Reviews

‘a delightful amateur sleuth novel with a well balanced mix of domestic and academic life and a strong sense of place.’ [Stage Fright]

- EUROCRIME.CO.UK

Something old, something new …

A couple of weeks ago I was thrilled to receive a review copy of Clifford Witting’s, Silence After Dinner, the latest of his crime novels to be published by the splendid Galileo Publishers. It isn’t strictly speaking Golden Age, as it was published in 1953, but it’s very much in the GA spirit. It opens with an anonymous diary entry in which the writer confesses to having murdered a soldier and, worse, his faithful servant, while escaping from communist China. The focus then shifts to a vicarage in Witting’s fictional South Downs county. One of the pleasures of the book is the evocation of village life, particularly the rivalry and bad feeling when the Reverend Micheldever retires and is far from happy with the preaching of his successor. And then the vicar’s feckless defrocked son returns from China – is he the diarist , whose confessions contine to appear from time to time? – or maybe it’s the new vicar or even a local aristocratic farmer? Another murder occurs; the novel is a genuine whodunnit and though I did guess who the villain was, I very much enjoyed it  – with a couple of reservations. I wasn’t entirely convinced by the murderer’s confession and there was a considerable amount of racial stereotyping in the depiction of the new vicar’s Chinese servants. Of its time, I suppose, and as Inspector Bradfield leaves the headquarter of the Downshire Missions in Asia, he does at least reflect that ‘even today there were white men no less barbarous’ than missionary-eating cannibals.
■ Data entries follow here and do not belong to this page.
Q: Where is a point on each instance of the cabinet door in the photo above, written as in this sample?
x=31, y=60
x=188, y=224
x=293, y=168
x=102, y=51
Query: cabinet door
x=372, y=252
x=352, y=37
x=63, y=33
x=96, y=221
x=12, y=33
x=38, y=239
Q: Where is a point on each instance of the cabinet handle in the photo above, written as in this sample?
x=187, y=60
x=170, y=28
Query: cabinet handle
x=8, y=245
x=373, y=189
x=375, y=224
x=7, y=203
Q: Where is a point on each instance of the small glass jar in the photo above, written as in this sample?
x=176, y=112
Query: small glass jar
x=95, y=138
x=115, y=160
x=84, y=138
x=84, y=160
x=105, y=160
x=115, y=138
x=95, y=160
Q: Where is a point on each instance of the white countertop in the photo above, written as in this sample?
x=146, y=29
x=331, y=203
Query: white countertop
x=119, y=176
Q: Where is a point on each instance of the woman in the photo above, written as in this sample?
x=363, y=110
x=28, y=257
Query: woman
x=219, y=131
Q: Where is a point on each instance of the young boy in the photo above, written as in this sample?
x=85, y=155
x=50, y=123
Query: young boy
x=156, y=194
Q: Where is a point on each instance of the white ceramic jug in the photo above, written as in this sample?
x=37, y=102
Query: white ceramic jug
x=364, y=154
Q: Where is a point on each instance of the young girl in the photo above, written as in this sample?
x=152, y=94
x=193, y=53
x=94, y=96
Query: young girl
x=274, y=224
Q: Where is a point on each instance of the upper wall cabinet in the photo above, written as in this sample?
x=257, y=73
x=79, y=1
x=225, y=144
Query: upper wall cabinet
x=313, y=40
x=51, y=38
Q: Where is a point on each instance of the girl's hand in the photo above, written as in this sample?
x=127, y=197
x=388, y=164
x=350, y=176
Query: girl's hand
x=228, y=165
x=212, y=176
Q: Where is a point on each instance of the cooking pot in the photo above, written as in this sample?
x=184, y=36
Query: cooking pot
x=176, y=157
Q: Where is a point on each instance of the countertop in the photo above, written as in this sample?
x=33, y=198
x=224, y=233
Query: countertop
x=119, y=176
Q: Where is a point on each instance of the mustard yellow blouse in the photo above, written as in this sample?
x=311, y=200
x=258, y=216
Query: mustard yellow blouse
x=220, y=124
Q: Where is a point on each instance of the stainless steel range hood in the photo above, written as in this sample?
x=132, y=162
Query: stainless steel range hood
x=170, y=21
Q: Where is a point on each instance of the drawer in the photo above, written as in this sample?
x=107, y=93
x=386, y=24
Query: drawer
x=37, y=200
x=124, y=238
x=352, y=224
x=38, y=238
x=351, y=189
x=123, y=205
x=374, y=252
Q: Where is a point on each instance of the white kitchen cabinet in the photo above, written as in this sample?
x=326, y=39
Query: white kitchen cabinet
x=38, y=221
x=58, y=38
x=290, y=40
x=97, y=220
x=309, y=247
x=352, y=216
I don’t read a lot of contemporary crime fiction, but recently I did enjoy Jo Callaghan’s In the Blink of an Eye. It is an odd couple story, a very odd couple: one of the detectives isn’t even human. It (rather than he) is an AI generated hologram. DCS Kat Frank on the other hand is all too human. She is a bit of maverick, but not excessively so. She has just returned to work after the death of her husband and has a troubled teenage son. When she is picked to lead a pilot programme and paired with AIDE (Artificially Intelligent Detective Entity) Lock, she is not happy. Lock is a Spock-like entity, entirely rational, whereas Kat relies as much on instinct as logic. When two of the missing person cold cases that they are reviewing become active, it turns out that more than one life is at stake and they have to find a way of working together. This is a well paced story, funny as well as gripping. I raced through it: a great holiday read.

4 Comments

  1. diana
    May 23, 2025

    I am a fan of the golden age ( and adjacent) mysteries but I have not read Clifford Witting. Sound like it just might be a fit for me. My absolute favourite author of this era is E C R Lorac/ Carol Carnac. I think her best is The Theft of the Iron Dogs. As far as I can recall her books do not have terrible cringe moments that assault one’s sensibilities.

    Reply
  2. Moira@Clothes in Books
    June 1, 2025

    The Witting sounds proper detective fiction, you’ve done a good job on selling this one! He is one of the republished authors I’ve most enjoyed over the past few years.
    The other one is intriguing: I would probably never have picked it up, but again – I do trust your judgement.
    It’s great that you’re sharing more of your reading on the blog – more please!

    Reply
    • Christine Poulson
      June 1, 2025

      Yes, Witting is a real treat. As for In the Blink of an Eye, I did find it a gripping read, but Moira, we don’t always agree on everything!